First Jerusalem-born American gets US passport that lists 'Israel' as birthplace

Ambassador David Friedman presented Menachem Zivotofsky with the passport on Friday.
Ambassador David Friedman presented Menachem Zivotofsky with the passport on Friday. Photo credit: Reuters

The United States on Friday issued for the first time a passport to a Jerusalem-born American with Israel listed as the place of birth instead of the city.

The US Ambassador to Israel presented the document to 18-year-old Menachem Zivotofsky after a change of policy by President Donald Trump that is likely to please pro-Israel supporters ahead of next week's election, but that Palestinians condemned as a violation of international law.

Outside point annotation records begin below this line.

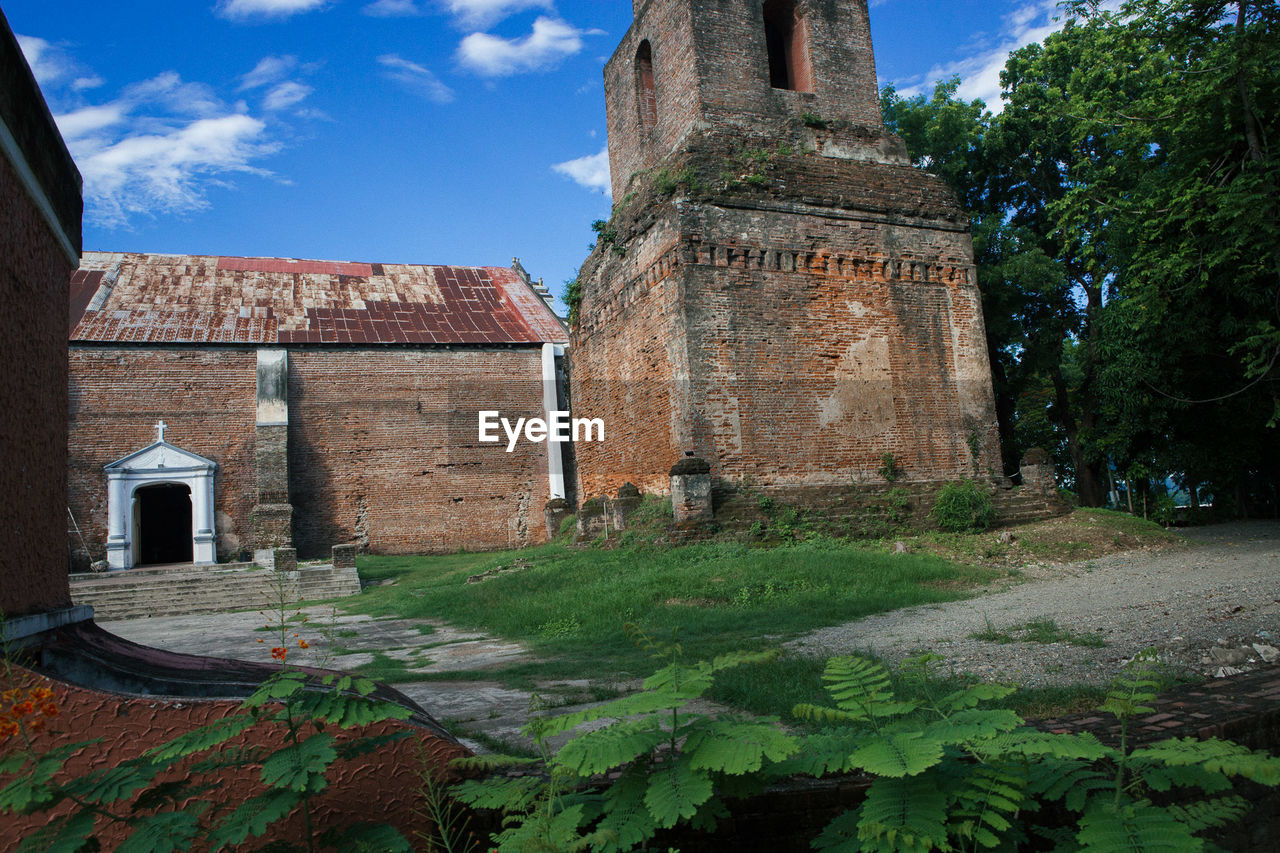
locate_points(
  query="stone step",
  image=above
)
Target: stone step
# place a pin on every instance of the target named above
(176, 592)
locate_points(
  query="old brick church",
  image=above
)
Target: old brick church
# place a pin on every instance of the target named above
(778, 292)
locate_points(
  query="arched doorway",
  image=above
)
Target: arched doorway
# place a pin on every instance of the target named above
(155, 496)
(164, 530)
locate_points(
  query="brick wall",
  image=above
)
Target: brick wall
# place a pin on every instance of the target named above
(209, 400)
(40, 210)
(383, 445)
(711, 68)
(383, 450)
(790, 329)
(33, 274)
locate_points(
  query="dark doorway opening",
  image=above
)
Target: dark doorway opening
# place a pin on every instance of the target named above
(164, 524)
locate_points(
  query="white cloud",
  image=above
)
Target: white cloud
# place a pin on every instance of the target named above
(167, 172)
(415, 78)
(979, 74)
(590, 172)
(91, 119)
(286, 95)
(160, 145)
(478, 14)
(269, 69)
(242, 9)
(392, 9)
(551, 41)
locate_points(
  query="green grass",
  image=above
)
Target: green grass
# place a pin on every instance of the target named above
(1041, 630)
(776, 687)
(570, 605)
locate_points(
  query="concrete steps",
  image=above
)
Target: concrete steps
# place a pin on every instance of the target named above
(206, 589)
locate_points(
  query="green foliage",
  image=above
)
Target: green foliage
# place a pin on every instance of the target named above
(963, 507)
(607, 233)
(814, 121)
(721, 596)
(974, 778)
(890, 468)
(574, 299)
(291, 715)
(667, 182)
(668, 762)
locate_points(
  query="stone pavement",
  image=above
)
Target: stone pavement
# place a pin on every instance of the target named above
(343, 642)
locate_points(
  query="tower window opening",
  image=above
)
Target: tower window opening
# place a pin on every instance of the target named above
(645, 94)
(786, 41)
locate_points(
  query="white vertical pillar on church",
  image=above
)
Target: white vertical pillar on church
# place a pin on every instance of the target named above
(204, 551)
(119, 512)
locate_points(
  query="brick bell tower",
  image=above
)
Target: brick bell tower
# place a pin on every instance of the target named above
(777, 291)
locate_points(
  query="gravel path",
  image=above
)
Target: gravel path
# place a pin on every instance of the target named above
(1203, 607)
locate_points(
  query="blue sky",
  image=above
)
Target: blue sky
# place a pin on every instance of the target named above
(401, 131)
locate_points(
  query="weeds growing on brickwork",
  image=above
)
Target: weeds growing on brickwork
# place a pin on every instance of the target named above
(159, 799)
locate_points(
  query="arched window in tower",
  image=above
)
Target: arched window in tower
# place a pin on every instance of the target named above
(645, 94)
(786, 40)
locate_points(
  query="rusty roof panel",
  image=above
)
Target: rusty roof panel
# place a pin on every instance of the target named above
(191, 299)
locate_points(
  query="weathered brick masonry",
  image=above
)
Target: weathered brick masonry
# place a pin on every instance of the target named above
(40, 240)
(383, 450)
(777, 290)
(205, 395)
(339, 401)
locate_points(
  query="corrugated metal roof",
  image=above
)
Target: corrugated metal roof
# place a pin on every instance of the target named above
(197, 299)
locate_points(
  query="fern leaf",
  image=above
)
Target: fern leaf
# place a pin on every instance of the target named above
(737, 746)
(1141, 828)
(1211, 813)
(1162, 778)
(301, 766)
(366, 838)
(1074, 784)
(490, 761)
(862, 688)
(1215, 756)
(676, 792)
(254, 817)
(821, 714)
(840, 835)
(1029, 743)
(113, 784)
(909, 813)
(973, 724)
(629, 706)
(819, 755)
(201, 739)
(163, 833)
(627, 821)
(681, 680)
(743, 658)
(904, 753)
(973, 696)
(512, 794)
(986, 803)
(612, 747)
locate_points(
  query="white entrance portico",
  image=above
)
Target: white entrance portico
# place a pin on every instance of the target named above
(159, 465)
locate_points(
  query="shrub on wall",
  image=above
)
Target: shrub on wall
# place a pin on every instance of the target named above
(963, 507)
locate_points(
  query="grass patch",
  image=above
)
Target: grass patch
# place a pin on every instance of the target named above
(1041, 630)
(570, 605)
(776, 687)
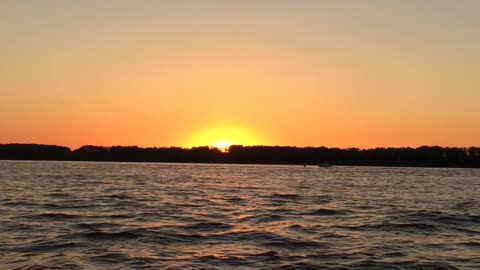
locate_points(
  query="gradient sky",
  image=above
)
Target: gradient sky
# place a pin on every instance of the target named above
(182, 73)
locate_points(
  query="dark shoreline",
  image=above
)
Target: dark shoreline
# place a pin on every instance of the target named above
(425, 156)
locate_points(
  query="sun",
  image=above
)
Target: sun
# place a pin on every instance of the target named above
(223, 137)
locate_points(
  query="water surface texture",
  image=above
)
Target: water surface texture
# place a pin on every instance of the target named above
(74, 215)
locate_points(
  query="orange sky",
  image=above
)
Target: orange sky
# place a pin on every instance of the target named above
(185, 73)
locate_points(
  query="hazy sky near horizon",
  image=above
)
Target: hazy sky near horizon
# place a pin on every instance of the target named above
(297, 72)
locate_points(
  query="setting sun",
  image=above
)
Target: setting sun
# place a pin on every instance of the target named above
(223, 137)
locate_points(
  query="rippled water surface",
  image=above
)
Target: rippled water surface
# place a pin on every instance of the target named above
(67, 215)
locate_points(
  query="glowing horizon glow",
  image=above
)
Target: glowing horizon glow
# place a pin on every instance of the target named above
(189, 73)
(223, 137)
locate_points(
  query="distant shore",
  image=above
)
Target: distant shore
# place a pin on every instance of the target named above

"You have a nation of birth - the state of Israel," ambassador David Friedman told the teenager, thanking Trump for having "set this course in motion."

The status of Jerusalem, which contains sites holy to Muslims, Jews and Christians, is among the most contentious issues in the conflict between Israelis and Palestinians, both of whom claim the city as their capital.

Since Israel was founded in 1948, successive American governments declined to recognise any country as having sovereignty over Jerusalem, and State Department policy was to list only the city as a birthplace, leaving resolution of such a sensitive issue to the parties in the dispute.

But in 2017 Trump recognised Jerusalem as Israel's capital and in 2018 moved the US Embassy to the city from Tel Aviv, to reactions of anger and dismay including from European allies.

On Thursday, reflecting those changes, US Secretary of State Mike Pompeo announced the passport change.

Americans born in Jerusalem can now list either 'Jerusalem' or 'Israel' as their birthplace, an embassy official confirmed.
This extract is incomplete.